Timing is the central risk. Most organizations need roughly 9 to 12 months to fully implement NIST SP 800-171 controls and pass a C3PAO assessment. With CMMC clauses now live in contracts and the rollout advancing through its phases, an organization that has not yet entered the implementation phase faces real exposure to contract ineligibility. The further the three-year rollout progresses, the more contracts carry the requirement, and the less runway remains for late starters.
The Bottom Line
CMMC enforcement is no longer a countdown; it is the operating environment. The regulatory framework is complete, the acquisition rule is in force, and the phased rollout is steadily expanding the universe of contracts that require certification. For defense contractors, the question is no longer whether CMMC will be required, but whether your certification will be in place before the contracts you want to bid on demand it. Organizations that treat CMMC as a current operational priority, rather than a future compliance project, will protect their position in the defense marketplace. Those that wait risk being locked out of awards they would otherwise win.
How Elevate Can Help
CMMC implementation is demanding, and the gap between starting and being assessment-ready is measured in months, not weeks. Elevate Consult helps defense contractors assess where they stand against NIST SP 800-171, build the security documentation and controls that a C3PAO assessment requires, and chart a realistic path to certification at the right level before enforcement reaches their contracts. Schedule a CMMC readiness consultation to begin your compliance journey and protect your eligibility for DoD work.
Frequently Asked Questions
When did CMMC become enforceable? The 48 CFR acquisition rule was published in the Federal Register on September 10, 2025, and took effect on November 10, 2025, beginning Phase 1 of the rollout. From that date, CMMC clauses began appearing in new DoD solicitations and contracts.

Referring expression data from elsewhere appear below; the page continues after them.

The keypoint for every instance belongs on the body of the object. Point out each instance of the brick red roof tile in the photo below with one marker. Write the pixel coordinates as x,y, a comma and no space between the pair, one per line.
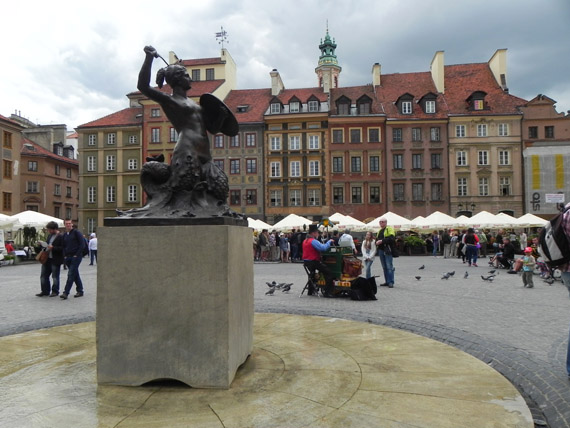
125,117
256,100
29,148
463,79
353,93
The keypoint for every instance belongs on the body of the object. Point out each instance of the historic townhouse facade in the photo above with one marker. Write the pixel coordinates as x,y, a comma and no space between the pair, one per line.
242,157
109,166
356,153
485,152
49,180
10,144
546,154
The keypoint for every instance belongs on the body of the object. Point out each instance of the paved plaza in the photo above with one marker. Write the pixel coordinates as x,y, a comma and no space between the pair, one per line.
520,332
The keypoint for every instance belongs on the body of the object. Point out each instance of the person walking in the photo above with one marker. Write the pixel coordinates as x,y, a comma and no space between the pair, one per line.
368,253
385,240
52,266
73,246
93,248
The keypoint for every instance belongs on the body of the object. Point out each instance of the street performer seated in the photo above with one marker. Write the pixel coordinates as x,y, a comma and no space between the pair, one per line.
312,250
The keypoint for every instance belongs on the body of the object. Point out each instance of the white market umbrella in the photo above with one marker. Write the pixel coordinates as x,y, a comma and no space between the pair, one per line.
531,220
35,219
396,221
292,221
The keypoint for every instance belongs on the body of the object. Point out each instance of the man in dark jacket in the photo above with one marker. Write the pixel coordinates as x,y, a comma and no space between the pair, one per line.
53,264
73,244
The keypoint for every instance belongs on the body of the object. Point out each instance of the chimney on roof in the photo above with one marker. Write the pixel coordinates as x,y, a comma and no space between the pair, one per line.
437,69
498,66
276,83
376,69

What is the difference between the 32 CFR and 48 CFR CMMC rules? 32 CFR Part 170 establishes the CMMC program (levels, assessments, certification requirements) and has been effective since December 2024. 48 CFR implements the acquisition side, authorizing contracting officers to put CMMC requirements into contracts through DFARS clauses 252.204-7021 and 252.204-7025. The program rule defines the standard; the acquisition rule enforces it.

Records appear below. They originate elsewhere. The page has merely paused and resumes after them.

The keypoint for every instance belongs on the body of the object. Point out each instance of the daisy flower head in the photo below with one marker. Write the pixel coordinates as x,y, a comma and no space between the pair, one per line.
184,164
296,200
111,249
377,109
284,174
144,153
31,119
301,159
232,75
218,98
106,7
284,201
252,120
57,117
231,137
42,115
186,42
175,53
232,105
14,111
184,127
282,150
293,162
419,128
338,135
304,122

Do I need a third-party assessment or can I self-assess? It depends on your level and the contract. Level 1 (FCI only) uses annual self-assessment. Level 2 (CUI) can be self-assessed for some contracts, but a C3PAO third-party assessment is increasingly the default for CUI, and the DoD can require it at its discretion. For most organizations handling CUI, planning toward a Level 2 C3PAO assessment is the safest approach.
How long does CMMC certification take? Most organizations need roughly 9 to 12 months to fully implement NIST SP 800-171 controls and pass a C3PAO assessment, which is why starting early is critical as the rollout advances.